The final step felt heavier than the rest.
You stood at the top of the ancient staircase, carved stone slick with mist, heart pounding like a drum inside a hollow chest. The journey had taken days. Your legs ached. Your lungs burned. But above all else, it was the silence that pressed on you now—the silence of the Temple of the Soaring Flame.
It perched like a great bird upon the crag’s edge, its tiled roofs rising into the clouds, red paper lanterns swaying on breathless wind. Bronze bells chimed from high beams, their sound drifting like echoes of another world. Far below, the town of Xiayun curled at the mountain’s foot, half-lost to fog and fading light.
You took one breath. Then another. Then stepped through the gate.
The courtyard unfolded before you—marble floors veined with gold, tall pine trees swaying above training circles, flame-fed braziers burning in silence. Movement caught your eye: five warriors, each distinct as a season, had paused their training. Their eyes, like blades of different tempers, turned to you.
The Five of the Soaring Flame.
“Another one,” said the woman at their center, her voice like stone against steel.
She was tall, broad-shouldered, arms folded in silent judgment. Her hair was tied in tight braids, her face shadowed by discipline. You knew her name already—Ruo Shen, the Iron Tiger of Lanwu. Her gaze carved through you like a chisel.
“Hopefully this one can land a punch,” she added, without humor.
A lean young man leaned on his staff nearby, upside-down, smiling with too many teeth. “They look winded just from the stairs,” he said cheerfully. “Should we bring them tea? Or a stretcher?”
You blinked at him—Zhu Kai, the trickster. The Monkey without a master.
Another, smaller figure shifted his stance. Han Zian, the quiet one, the insect with the heart of fire. He looked you up and down like someone inspecting a cracked teacup. “Maybe they’re a cook. Or lost. Or both.”
The tall, robed woman at the edge of the circle said nothing at first. A soft breeze stirred her long sleeves. Mei Fen, the silent crane, the wind-cutting spear. Her voice, when it came, was soft and clear.
“Chi stirs in curious ways,” she said. “But I sense... little.”
Your mouth opened. You wanted to speak—to say you were here to learn, to find your path, to master yourself—but the words came out like scattered leaves.
Then, before the silence thickened too far, a presence stepped between you and their stares. She moved like water under moonlight.
Lian Hua.
She was everything the others were not—soft where they were sharp, still where they burned. She wore silken sashes that danced even when she did not, her hair bound in silver thread, her eyes calm as rain-soaked stone.

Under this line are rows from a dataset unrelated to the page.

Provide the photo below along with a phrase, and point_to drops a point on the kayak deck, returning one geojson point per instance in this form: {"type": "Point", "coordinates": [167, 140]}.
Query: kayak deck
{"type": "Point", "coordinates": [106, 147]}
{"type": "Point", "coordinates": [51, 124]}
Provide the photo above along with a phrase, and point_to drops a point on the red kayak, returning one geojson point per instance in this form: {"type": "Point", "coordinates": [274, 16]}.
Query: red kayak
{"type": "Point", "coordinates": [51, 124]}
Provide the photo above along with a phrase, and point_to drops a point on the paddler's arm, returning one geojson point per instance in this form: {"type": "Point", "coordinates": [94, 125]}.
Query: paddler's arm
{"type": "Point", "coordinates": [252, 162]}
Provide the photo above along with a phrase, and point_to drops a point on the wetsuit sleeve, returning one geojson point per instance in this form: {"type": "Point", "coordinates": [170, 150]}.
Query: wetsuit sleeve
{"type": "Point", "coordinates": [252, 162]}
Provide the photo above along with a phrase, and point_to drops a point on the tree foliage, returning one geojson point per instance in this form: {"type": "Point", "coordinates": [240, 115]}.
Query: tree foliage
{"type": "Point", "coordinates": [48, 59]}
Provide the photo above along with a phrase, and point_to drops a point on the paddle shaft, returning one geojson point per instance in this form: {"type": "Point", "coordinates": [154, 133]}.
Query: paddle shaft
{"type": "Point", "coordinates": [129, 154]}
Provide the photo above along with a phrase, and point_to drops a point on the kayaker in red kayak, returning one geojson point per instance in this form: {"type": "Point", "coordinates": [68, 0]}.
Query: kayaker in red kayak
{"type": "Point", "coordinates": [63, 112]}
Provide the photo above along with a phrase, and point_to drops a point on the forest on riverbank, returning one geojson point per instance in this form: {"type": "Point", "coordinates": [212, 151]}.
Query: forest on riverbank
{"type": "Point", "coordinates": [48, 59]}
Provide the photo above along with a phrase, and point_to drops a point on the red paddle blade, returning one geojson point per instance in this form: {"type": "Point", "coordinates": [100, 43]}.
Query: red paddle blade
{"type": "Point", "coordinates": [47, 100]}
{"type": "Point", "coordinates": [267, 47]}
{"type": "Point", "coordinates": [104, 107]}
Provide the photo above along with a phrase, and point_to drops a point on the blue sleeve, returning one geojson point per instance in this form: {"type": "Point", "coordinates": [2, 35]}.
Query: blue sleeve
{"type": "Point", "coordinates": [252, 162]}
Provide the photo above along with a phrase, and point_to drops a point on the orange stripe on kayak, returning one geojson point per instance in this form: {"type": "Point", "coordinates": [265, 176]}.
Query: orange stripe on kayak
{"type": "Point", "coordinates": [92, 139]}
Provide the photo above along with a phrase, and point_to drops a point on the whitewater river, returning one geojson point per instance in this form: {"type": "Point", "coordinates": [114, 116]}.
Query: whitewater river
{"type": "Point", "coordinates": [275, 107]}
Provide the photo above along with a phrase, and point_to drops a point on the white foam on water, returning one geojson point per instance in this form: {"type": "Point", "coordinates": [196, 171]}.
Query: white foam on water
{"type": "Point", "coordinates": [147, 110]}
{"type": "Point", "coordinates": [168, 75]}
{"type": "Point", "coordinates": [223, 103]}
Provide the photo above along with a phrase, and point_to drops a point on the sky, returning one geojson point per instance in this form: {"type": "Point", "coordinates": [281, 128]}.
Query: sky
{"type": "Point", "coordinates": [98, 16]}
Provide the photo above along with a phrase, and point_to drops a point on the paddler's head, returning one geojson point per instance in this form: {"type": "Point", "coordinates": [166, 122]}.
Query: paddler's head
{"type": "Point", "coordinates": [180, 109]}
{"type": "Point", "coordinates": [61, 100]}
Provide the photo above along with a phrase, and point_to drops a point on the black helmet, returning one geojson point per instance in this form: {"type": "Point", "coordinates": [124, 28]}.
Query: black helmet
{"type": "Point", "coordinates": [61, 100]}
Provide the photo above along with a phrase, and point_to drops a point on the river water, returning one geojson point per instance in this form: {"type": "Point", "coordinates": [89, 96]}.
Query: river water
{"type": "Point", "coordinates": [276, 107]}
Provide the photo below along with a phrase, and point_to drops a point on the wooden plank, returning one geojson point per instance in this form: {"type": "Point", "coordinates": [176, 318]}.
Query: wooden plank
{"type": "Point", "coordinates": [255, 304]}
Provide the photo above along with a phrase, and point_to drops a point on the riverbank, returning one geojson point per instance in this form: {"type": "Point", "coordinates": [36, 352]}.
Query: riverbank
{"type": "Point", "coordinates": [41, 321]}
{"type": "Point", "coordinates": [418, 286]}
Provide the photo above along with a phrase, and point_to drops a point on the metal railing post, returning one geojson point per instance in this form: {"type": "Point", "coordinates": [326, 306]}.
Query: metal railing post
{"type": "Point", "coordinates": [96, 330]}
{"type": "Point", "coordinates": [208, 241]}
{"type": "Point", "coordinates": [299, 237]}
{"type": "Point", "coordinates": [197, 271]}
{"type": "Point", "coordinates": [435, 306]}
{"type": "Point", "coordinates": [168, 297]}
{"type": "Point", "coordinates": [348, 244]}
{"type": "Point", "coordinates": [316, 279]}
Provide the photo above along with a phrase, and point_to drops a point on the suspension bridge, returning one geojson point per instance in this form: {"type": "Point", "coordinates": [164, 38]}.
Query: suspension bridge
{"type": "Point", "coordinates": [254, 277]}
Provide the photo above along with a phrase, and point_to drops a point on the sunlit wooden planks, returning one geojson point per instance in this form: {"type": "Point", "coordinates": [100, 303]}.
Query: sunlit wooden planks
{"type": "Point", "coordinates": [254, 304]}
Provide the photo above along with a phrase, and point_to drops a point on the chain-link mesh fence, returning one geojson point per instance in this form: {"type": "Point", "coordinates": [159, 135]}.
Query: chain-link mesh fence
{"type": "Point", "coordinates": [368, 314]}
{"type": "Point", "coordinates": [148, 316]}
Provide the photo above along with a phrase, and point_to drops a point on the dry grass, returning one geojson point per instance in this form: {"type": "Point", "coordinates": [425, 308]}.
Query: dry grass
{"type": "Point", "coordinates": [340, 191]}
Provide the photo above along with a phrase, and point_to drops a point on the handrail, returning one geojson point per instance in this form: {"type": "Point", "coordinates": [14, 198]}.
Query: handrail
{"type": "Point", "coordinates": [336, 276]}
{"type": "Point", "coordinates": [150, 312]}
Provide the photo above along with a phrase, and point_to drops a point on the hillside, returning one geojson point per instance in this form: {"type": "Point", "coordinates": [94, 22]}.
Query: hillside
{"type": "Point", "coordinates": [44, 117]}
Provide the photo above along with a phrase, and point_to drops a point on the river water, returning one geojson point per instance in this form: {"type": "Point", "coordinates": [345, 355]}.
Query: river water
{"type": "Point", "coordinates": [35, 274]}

“They came all this way,” she said quietly. “That deserves more than doubt.”
She turned to you, her tone gentle, but not weak.
“I am Lian Hua. I’ll be your first test.”
Then she raised a hand, and her ribbons unwound—fluttering like petals, but cutting the air with perfect precision.
“Show me not what you can do,” she said. “But who you are when the world is watching.”
You swallowed, heart loud in your ears. The Five were watching. The sky was watching. And somewhere, deep beneath your ribs, something stirred.